= Leonard J. Cerullo =

Leonard J. Cerullo (born June 1944- January 16, 2024) was a board-certified neurosurgeon and founder/medical director.

==Early life and education==
Cerullo was born in Hazleton, Pennsylvania in June 1944. He was the middle child of the large family of Leornard Frank Cerullo, an electrical contractor, and Marion , a nurse; his parents met at Hazleton General Hospital.

Cerullo graduated from Georgetown University in 1966, majoring in English and minoring in philosophy. He spent the following summer studying Japanese literature in Japan. He began his medical career as a student at Jefferson Medical College in Philadelphia, Pennsylvania, earning his M.D. in 1970. Upon completion of the M.D., Cerullo moved to Chicago to begin post-graduate neurosurgery medical training at Northwestern University. Under the direction of Paul C. Bucy and Anthony J. Raimondi, he was awarded an MS in surgery.

Cerullo earned a specialty certification in neurological surgery in 1979, granted by The American Board of Neurological Surgery.

==Career==
Cerullo served on the faculty at Northwestern University Medical School, under an Associate Professor of Neurosurgery appointment, later serving as Acting Chief of Neurosurgery from 1984 through 1986.

Additionally, he served as co-medical director of the Neurologic & Orthopedic Hospital of Chicago (NOHC), founded in 2003 and formerly known as the Neurologic & Orthopedic Institute of Chicago. Cerullo also served as a professor of Neurosurgery at Rush Medical College.

In 1987, Cerullo founded CINN and in 1998, he joined Rush Medical College. In 1999, he was named Professor and Chairman of the Department of Neurosurgery at Rush University Medical School in Chicago. Notable patients he has treated include Chicago TV personalities Tim Weigel and Theresa Gutierrez. He has been featured repeatedly in Chicago Magazine's “Top Doctors” special issues in lists prepared by Castle Connolly.
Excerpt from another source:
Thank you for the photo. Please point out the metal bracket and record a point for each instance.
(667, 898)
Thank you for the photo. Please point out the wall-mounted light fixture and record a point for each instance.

Cerullo is most noted for helping people with neck and back pain. In 1989 he pioneered use of the Gamma Knife in the Midwest for minimally invasive treatment of brain tumors with focused radiation therapy. One of the first neurosurgeons to embrace Gamma Knife surgery, he helped to promote its widespread use.

He was elected to the Society of Neurological Surgeons in 2001, and is an active member as of 2008.

In 2017 he opened a clinic in Chicago focussing on chronic pain.